Journalism or advertising? Inaccurate NY1 piece posits that "Barclays Suite Showroom Has Robust Sales"

Let's take a closer look at the 11/3/11 NY 1 item headlined Barclays Suite Showroom Has Robust Sales.

Despite the headlined, there's no evidence in the piece that the sales are robust. We learn that "The Nets sales group says it has sold half of the available suites since they went on the market in March."

That's not true. Actually, suites went on sale three years earlier, in 2008. They had sold some 26 suites--about one quarter of the current total--by May 2008.

By July of this year, they had sold "close to half" of the 100 suites, according to Crain's. So in three years they went from one-quarter to about one-half. That's not so robust.

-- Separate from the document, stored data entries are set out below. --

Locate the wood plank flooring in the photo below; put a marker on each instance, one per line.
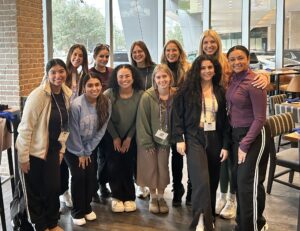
(281, 212)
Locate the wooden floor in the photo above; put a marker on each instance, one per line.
(282, 209)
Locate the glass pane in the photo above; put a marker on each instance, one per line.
(262, 34)
(184, 23)
(134, 20)
(120, 48)
(226, 21)
(77, 22)
(292, 34)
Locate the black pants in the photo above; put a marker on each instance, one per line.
(43, 188)
(177, 167)
(82, 185)
(120, 170)
(213, 149)
(102, 163)
(199, 173)
(96, 165)
(64, 177)
(249, 178)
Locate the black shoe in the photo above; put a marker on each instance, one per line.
(188, 198)
(105, 193)
(236, 228)
(96, 198)
(178, 193)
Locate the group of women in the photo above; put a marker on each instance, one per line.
(118, 126)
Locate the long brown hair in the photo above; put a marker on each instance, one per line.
(102, 105)
(142, 45)
(70, 67)
(226, 70)
(182, 62)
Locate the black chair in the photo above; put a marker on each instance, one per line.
(289, 158)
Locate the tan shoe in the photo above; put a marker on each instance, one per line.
(153, 205)
(163, 207)
(57, 228)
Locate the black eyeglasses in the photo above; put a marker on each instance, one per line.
(104, 56)
(101, 45)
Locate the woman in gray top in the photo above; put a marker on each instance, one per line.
(124, 93)
(89, 117)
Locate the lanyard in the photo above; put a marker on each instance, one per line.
(146, 81)
(166, 114)
(213, 105)
(60, 114)
(233, 90)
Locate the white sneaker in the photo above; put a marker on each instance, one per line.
(142, 192)
(91, 216)
(79, 221)
(265, 228)
(200, 225)
(129, 206)
(229, 211)
(117, 206)
(221, 202)
(66, 197)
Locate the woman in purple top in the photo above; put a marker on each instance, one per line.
(100, 69)
(246, 107)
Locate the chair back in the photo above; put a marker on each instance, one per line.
(281, 124)
(276, 99)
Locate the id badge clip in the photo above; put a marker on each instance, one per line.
(161, 134)
(63, 136)
(210, 126)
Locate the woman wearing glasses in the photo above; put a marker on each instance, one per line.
(101, 57)
(141, 60)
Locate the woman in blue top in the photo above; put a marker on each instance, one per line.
(89, 117)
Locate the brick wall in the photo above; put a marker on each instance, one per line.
(9, 68)
(30, 44)
(21, 52)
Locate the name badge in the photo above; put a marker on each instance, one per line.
(210, 126)
(161, 134)
(63, 136)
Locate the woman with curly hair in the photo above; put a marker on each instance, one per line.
(175, 58)
(200, 130)
(119, 142)
(89, 116)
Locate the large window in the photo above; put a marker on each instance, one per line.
(77, 22)
(262, 33)
(292, 34)
(184, 23)
(226, 20)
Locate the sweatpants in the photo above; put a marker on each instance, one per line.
(82, 185)
(249, 178)
(199, 174)
(120, 170)
(225, 175)
(213, 149)
(102, 163)
(43, 188)
(64, 177)
(177, 167)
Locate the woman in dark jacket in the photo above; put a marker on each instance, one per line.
(200, 127)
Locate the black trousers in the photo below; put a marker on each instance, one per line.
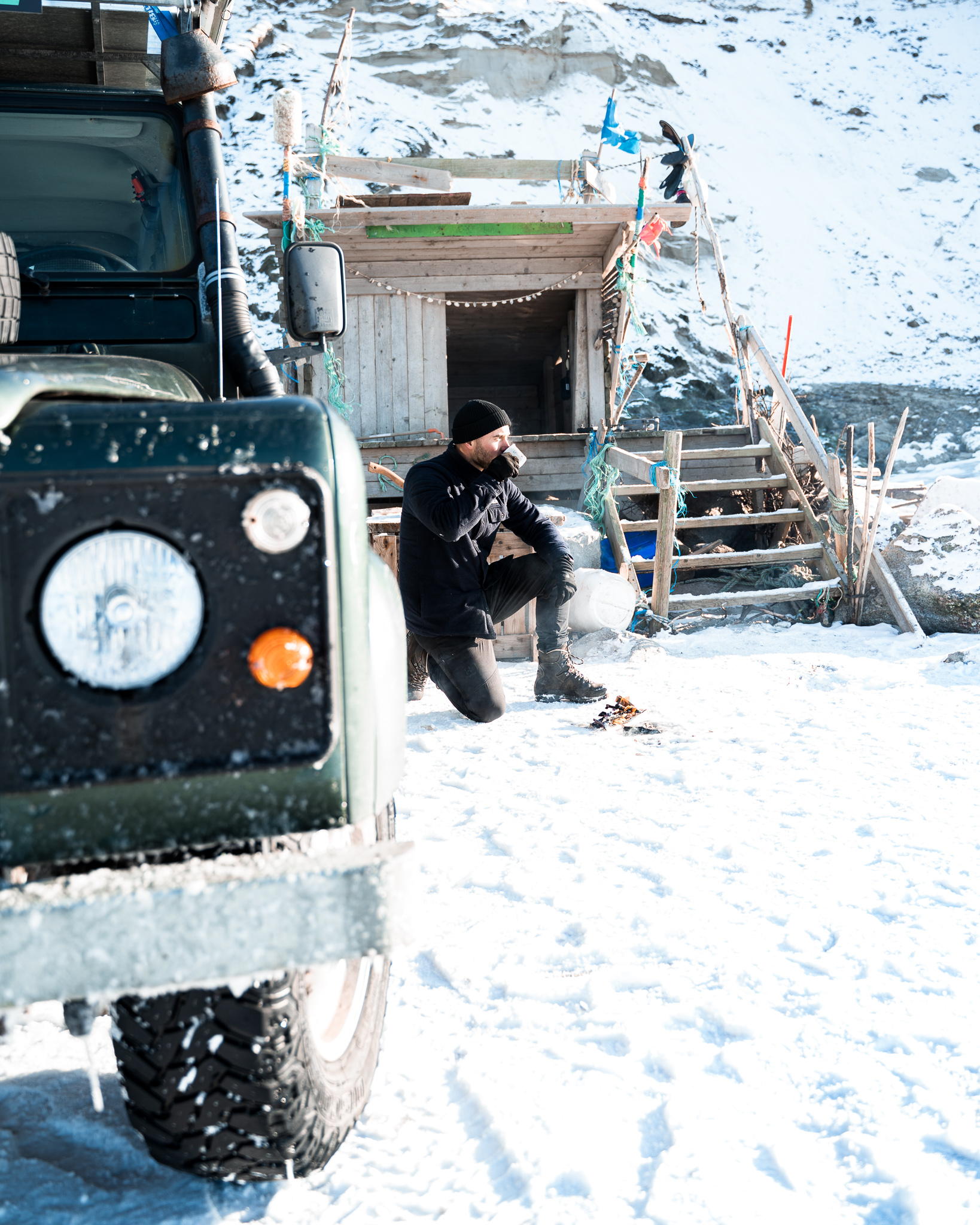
(465, 669)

Journalism or advertising?

The rest of the piece is an advertisement, letting us know the strategy of those promoting the arena:
It's located in Midtown, but the Barclays Center Showroom is all Brooklyn. The hallways are lined with key dates in the borough's history and images of its landmarks, like Coney Island's Parachute Jump. It evokes nostalgia as Brooklyn gets its first professional sports team in decades.
"We realized early on that the brand 'Brooklyn' means so much. And for us, we're always selling Brooklyn, marketing Brooklyn, whether it's the building itself, the suites, the messaging," says Barclays Center and Nets CEO Brett Yormark.
The suites are also named with a Brooklyn flair, from a model 10-seat suite called the "Loft," to a larger one called the "Brownstone." Prospective buyers can sit and watch a panoramic screen of 90 different seat views of the basketball court and concert stage.
The underlying rationale?

What was the point of this? Well, NY1 surely responded to a promotional pitch, and closed the piece with what I bet was the most important takeaway:
Next, the Barclays Center will be launching its "Event Level" suites, a marketing campaign is expected to happen later this month.
"Event Level" pricing is its most expensive package, starting at $550,000 per year. Hip-hop star Jay-Z, who owns a small part of the team, is also part of the marketing strategy. He is headlining a show to open the arena in September.
The alternative

Could NY1 have practiced a little journalism, trying to hold those in power accountable?

Why not ask about the Community Benefits Agreement and the missing Independent Compliance Monitor?

Or, perhaps, why Borough President Marty Markowitz made a video claiming "Brooklyn is 1000 percent behind Atlantic Yards."